NAUSEA pulses through her body; her face and hands drip with sweat.
The mere prospect of returning to the region where it happened provokes an intensely visceral response.
Gina Swannell’s transformation from guileless young girl to broken woman is a study in what you get when you run from yourself.
Fifty years ago, Ms Swannell’s idyllic existence in Wagga was shattered by the family’s decision to send her to Urana’s St Francis Xavier boarding school.
Raised a devout Catholic, the six-year-old was placed in the trust of nuns and priests.
That trust, she claims, was ripped away when Father Charles Holdsworth repeatedly sexually abused her in the confessional box of the church.
The “filthy, toxic secret”, as she describes it, has gnawed at her soul for half a century, giving her an avowed, lifelong hatred of authority, deep trust issues and tipping her life out of control.
In 2013, as the nation confronted the issue of institutionalised abuse like never before, she shared her secret at a Royal Commission. The healing had begun.
But where there’s no justice, there can never be true healing.
While Ms Swannell is slowly coming to terms with how the abuse has defined her, she still harbours resentment towards the Catholic Church.
Church leaders, she claims, have wilfully ignored the plight of abuse victims.

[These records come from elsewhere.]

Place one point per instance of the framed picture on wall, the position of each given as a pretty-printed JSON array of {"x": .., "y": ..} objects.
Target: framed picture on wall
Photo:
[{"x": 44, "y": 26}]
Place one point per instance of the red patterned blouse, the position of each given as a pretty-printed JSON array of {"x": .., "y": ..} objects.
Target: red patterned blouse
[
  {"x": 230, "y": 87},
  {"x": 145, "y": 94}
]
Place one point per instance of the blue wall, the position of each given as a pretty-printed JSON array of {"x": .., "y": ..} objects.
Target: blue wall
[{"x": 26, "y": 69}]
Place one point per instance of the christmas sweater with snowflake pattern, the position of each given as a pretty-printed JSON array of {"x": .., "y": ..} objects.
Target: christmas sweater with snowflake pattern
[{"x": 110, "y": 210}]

At the Royal Commission, the church hierarchy vowed to “recognise and acknowledge the crimes of the past and the devastating harm caused by child sexual abuse".

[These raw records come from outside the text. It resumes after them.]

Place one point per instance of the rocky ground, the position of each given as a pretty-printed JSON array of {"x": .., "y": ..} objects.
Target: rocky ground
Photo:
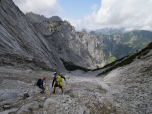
[
  {"x": 82, "y": 95},
  {"x": 126, "y": 90}
]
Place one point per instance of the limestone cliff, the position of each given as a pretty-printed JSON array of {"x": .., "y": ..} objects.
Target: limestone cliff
[{"x": 21, "y": 44}]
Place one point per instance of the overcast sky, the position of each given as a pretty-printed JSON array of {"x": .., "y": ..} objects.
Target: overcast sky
[{"x": 94, "y": 14}]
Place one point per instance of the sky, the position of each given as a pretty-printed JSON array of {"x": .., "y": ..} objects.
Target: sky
[{"x": 94, "y": 14}]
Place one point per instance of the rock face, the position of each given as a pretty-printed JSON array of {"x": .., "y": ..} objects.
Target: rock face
[
  {"x": 41, "y": 44},
  {"x": 80, "y": 48},
  {"x": 21, "y": 44}
]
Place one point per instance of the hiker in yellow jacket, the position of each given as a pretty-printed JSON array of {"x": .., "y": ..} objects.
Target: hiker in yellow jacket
[{"x": 58, "y": 81}]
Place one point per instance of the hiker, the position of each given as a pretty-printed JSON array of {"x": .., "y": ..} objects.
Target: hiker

Yet Ms Swannell does not feel recognised or acknowledged. She claims to have exposed a glaring double standard in the church – the public statements supporting abuse victims versus the private actions ignoring them.
Ms Swannell wants an apology. She wants restitution. She wants justice. It appears they might have to be court ordered.
Despite hopes of face-to-face mediation with church leaders, she claims Wagga Diocese has closed the book on the case, setting up a date at the NSW Supreme Court in October.
And so she must face another perversion of justice.